In comparison, transurethral resection of the prostate (TURP), the current gold standard surgical treatment for BPH, has been shown to provide a durable effect on symptoms and urinary flow but at the cost of higher morbidity rate (20 percent), including urinary incontinence, bleeding requiring blood transfusion, urethral stricture, TUR syndrome, erectile dysfunction, and retrograde ejaculation. [Cochrane Database Syst Rev 2019;12:CD009629; Minerva Urol Nefrol 2019;71:427; Eur Urol 2015;67:1099-1109]

Meanwhile, novel laser-based ablative techniques, which also prove effective at relieving benign prostate hyperplasia-related symptoms, still pose a risk of complications similar to those seen with TURP. [Eur Urol 2015;67:1099-1109; Eur Urol 2012;62:315-323; Minerva Urol Nefrol 2019;71:569-575]

The second-generation iTIND device improves on its predecessor by incorporating three struts instead of four. The struts are constructed from double intertwined nitinol wires configured in a tulip shape.

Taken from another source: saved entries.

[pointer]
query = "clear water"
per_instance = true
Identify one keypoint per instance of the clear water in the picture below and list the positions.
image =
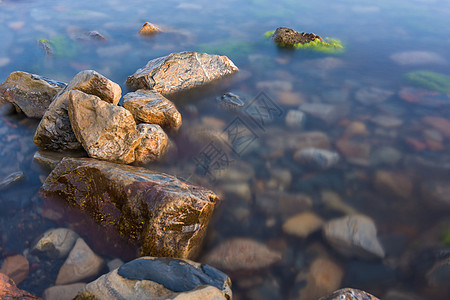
(372, 33)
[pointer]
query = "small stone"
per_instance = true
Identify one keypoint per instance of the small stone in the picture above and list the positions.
(317, 158)
(393, 183)
(354, 236)
(55, 243)
(16, 267)
(63, 292)
(153, 108)
(9, 290)
(303, 224)
(149, 29)
(82, 263)
(295, 119)
(241, 254)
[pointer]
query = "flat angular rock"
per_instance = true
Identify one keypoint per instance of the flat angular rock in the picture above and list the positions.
(9, 290)
(152, 145)
(105, 130)
(82, 263)
(55, 243)
(161, 214)
(30, 93)
(179, 72)
(54, 131)
(153, 108)
(241, 254)
(354, 236)
(160, 278)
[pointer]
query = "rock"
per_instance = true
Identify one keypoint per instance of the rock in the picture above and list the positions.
(354, 236)
(179, 72)
(436, 193)
(63, 292)
(30, 93)
(11, 179)
(303, 224)
(351, 294)
(54, 132)
(153, 144)
(149, 29)
(439, 123)
(82, 263)
(241, 254)
(415, 58)
(295, 119)
(317, 158)
(372, 95)
(328, 113)
(9, 290)
(105, 130)
(170, 221)
(55, 243)
(287, 37)
(160, 278)
(151, 107)
(16, 267)
(393, 183)
(323, 277)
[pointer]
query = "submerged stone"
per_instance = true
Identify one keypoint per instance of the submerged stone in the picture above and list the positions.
(30, 93)
(159, 213)
(179, 72)
(159, 278)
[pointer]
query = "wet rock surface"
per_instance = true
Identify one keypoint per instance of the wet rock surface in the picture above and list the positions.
(153, 108)
(105, 130)
(30, 93)
(54, 131)
(161, 214)
(160, 278)
(179, 72)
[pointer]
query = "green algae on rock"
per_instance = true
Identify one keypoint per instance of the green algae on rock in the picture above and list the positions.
(430, 80)
(289, 38)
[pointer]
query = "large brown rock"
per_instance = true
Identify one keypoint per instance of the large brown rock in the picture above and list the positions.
(152, 107)
(105, 130)
(180, 71)
(54, 131)
(161, 214)
(29, 93)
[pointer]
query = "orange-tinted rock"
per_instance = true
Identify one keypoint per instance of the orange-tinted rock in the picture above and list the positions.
(16, 267)
(9, 290)
(159, 213)
(179, 72)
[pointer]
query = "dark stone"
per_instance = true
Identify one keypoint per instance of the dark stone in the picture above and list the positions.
(173, 274)
(289, 37)
(161, 214)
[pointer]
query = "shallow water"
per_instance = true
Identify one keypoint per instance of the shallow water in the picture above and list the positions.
(374, 34)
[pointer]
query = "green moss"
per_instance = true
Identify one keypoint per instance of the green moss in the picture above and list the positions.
(430, 80)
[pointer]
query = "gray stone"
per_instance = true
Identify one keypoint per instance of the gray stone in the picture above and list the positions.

The two devices also differ in its cranial portion, such that the second-gen device has the three intertwined wires linked together. This supports the action of the struts on the urethral mucosa when expanded, avoiding potential injuries of the bladder mucosa. Finally, the top of the device is not pointy as opposed to the first-gen device, which needs a soft plastic cover. [Curr Urol Rep 2019;20:47]

Minimal risk

In the current study, 81 men with symptomatic BPO were washed-out 1 month for alpha-blockers and 6 months for 5α-reductase inhibitors. They underwent implantation of the iTIND device under light sedation; removal was done 5–7 days later with topical anaesthesia.

Functional results at 36 months were available for 50 patients and demonstrated that iTIND efficacy remained stable through 3 years. The procedure seemed well tolerated, with low mean visual analogue scale pain scores of 4 and 2 (0–10) during implantation and removal, respectively.

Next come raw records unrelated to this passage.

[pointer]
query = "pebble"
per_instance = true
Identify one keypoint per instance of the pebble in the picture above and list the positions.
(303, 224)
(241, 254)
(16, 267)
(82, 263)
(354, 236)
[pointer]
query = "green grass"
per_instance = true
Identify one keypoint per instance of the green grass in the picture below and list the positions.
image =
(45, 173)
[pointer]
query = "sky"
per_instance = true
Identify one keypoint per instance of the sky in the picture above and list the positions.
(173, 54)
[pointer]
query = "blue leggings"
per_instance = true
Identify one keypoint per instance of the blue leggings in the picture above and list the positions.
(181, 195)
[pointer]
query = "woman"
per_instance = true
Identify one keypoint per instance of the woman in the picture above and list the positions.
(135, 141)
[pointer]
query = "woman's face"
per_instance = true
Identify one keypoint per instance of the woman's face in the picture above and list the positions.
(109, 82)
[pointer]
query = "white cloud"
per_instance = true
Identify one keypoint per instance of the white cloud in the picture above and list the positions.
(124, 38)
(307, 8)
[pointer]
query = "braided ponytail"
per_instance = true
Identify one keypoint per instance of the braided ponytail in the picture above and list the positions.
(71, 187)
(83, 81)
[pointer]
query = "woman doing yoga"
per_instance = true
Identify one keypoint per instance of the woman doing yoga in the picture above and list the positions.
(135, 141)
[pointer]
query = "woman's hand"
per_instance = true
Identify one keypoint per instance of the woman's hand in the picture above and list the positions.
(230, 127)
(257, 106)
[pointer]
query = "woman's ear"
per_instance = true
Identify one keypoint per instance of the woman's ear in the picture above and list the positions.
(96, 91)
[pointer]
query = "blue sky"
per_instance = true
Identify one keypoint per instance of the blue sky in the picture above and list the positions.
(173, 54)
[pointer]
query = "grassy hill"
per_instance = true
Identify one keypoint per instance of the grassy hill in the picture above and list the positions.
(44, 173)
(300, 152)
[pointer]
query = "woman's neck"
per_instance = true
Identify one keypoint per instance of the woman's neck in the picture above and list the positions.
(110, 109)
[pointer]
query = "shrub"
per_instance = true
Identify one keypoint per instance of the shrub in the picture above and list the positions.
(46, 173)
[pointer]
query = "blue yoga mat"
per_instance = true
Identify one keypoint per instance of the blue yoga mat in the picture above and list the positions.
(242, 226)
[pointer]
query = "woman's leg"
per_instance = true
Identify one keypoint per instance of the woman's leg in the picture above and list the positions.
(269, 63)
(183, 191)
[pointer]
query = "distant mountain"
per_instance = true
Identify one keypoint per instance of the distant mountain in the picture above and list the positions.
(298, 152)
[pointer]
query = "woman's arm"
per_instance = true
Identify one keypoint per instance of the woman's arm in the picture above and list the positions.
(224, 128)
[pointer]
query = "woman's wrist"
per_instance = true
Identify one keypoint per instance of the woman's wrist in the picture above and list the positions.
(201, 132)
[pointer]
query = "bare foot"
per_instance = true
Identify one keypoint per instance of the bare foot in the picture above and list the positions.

“No intraoperative complications were reported, and all patients were discharged without a catheter on the same day of the procedure,” according to the investigators.

All devices were removed successfully after a mean of 5.9 days. Postoperative adverse events (AEs) were minimal, with all complications graded as I or II according to the Clavien–Dindo system and resolved within 30 days.

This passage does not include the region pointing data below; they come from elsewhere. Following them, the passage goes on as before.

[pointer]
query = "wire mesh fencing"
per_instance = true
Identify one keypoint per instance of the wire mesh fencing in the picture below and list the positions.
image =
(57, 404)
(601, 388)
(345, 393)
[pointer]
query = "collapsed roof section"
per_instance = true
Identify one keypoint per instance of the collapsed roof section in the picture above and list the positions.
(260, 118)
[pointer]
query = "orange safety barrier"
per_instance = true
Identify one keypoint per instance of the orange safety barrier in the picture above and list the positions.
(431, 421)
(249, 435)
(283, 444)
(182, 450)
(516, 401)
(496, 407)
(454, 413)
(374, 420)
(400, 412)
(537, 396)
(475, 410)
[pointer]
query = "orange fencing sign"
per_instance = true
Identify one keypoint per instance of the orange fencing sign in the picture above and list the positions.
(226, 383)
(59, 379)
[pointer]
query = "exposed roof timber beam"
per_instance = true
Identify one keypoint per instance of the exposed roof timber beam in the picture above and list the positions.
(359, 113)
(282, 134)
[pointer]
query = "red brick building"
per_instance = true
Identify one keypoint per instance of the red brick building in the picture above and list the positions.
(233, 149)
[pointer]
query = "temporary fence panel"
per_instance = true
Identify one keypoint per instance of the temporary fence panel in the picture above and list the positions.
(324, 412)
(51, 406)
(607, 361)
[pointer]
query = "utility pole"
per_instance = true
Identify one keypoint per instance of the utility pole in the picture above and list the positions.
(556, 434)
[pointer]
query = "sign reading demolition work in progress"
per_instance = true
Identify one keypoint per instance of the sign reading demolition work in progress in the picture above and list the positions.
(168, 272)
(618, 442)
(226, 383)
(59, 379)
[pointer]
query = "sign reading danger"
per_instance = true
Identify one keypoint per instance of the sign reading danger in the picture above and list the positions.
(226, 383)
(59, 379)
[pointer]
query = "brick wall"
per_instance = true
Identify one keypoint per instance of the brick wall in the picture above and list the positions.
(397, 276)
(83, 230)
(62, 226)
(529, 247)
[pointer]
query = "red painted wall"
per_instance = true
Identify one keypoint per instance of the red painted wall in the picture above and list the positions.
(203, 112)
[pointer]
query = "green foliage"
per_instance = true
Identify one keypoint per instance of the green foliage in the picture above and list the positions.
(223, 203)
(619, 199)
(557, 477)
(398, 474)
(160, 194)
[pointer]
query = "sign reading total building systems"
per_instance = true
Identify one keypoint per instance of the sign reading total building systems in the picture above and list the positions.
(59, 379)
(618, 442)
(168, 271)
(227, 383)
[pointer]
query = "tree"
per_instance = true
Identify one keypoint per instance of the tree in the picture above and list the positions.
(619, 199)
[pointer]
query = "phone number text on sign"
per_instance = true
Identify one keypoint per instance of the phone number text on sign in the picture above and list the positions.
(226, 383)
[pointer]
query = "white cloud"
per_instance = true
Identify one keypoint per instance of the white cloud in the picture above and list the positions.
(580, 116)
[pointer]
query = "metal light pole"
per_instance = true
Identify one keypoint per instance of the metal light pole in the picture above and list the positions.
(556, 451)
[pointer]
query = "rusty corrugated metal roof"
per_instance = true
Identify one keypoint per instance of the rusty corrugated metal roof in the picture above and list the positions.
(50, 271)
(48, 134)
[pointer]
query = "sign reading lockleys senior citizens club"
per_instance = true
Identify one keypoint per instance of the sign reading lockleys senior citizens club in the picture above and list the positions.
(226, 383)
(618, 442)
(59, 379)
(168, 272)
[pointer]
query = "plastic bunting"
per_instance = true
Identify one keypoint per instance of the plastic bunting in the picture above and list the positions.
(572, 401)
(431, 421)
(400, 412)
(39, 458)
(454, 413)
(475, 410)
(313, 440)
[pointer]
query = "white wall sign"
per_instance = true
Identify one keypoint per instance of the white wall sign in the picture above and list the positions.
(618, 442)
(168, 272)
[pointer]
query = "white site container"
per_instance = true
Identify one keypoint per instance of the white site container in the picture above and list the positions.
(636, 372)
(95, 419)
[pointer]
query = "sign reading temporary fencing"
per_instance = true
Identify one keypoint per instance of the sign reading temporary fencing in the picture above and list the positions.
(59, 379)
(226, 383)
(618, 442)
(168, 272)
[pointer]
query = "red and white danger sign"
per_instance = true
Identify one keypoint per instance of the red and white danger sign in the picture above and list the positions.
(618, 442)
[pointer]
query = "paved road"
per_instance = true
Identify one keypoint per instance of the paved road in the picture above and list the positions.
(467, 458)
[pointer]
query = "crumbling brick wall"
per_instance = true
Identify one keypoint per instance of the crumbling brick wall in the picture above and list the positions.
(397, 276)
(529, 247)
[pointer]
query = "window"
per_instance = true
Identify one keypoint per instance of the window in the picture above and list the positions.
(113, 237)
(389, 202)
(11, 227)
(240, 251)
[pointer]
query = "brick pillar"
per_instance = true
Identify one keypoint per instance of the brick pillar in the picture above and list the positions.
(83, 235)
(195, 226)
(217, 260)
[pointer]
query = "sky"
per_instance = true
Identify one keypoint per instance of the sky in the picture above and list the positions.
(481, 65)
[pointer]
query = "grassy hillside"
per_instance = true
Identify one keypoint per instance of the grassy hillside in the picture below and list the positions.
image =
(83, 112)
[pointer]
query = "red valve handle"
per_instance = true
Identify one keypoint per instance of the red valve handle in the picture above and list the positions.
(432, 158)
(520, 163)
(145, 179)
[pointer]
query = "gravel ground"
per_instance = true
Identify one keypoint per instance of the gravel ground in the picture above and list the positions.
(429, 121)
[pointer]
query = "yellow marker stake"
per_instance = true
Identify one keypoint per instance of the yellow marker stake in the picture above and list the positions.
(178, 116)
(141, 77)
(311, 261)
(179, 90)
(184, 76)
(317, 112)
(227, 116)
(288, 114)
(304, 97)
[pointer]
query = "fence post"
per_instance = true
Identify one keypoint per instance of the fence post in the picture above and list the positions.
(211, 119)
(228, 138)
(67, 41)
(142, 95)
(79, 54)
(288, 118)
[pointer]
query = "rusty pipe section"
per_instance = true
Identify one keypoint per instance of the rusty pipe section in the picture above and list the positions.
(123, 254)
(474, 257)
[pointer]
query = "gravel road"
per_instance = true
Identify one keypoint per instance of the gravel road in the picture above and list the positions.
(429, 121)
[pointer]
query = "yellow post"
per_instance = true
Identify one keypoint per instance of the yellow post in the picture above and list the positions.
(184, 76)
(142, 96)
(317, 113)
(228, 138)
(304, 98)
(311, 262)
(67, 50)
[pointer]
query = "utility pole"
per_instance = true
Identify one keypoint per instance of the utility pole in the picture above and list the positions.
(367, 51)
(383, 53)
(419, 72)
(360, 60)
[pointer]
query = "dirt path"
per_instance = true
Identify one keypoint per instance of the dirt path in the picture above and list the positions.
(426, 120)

The rate of procedure-related AEs with iTIND was favourably low even when measured up against other minimally invasive procedures such as Urolift and Rezum (urinary tract infection: 6.2 percent vs 12.5 percent and 21.5 percent, respectively; haematuria: 12.3 percent vs 41 percent and 13.8 percent; pain: 9.9 percent vs 17.9 percent and 17 percent). [Eur Urol 2015;68:643-652; Urology 2012;79:5-11; Urology 2015;86:1042-1047; Can J Urol 2015;22:7772-7782]

“The very low rate of early postprocedural AEs, and the absence of any late or ongoing treatment-related complications or side effects may be attributed to the nonpermanent implantation of the device and is a significant benefit to patients,” the investigators noted

“Finally, none of the previously sexually active patients reported a deterioration in sexual or ejaculatory function at any of the follow-up visits… This finding demonstrates that the procedure appears to preserve sexual function,” they added.

Despite the presence of limitations, including the lack of a control arm (eg, sham procedure), the current study confirms the safety and efficacy of iTIND implantation over 36 months after surgery, according to the investigators.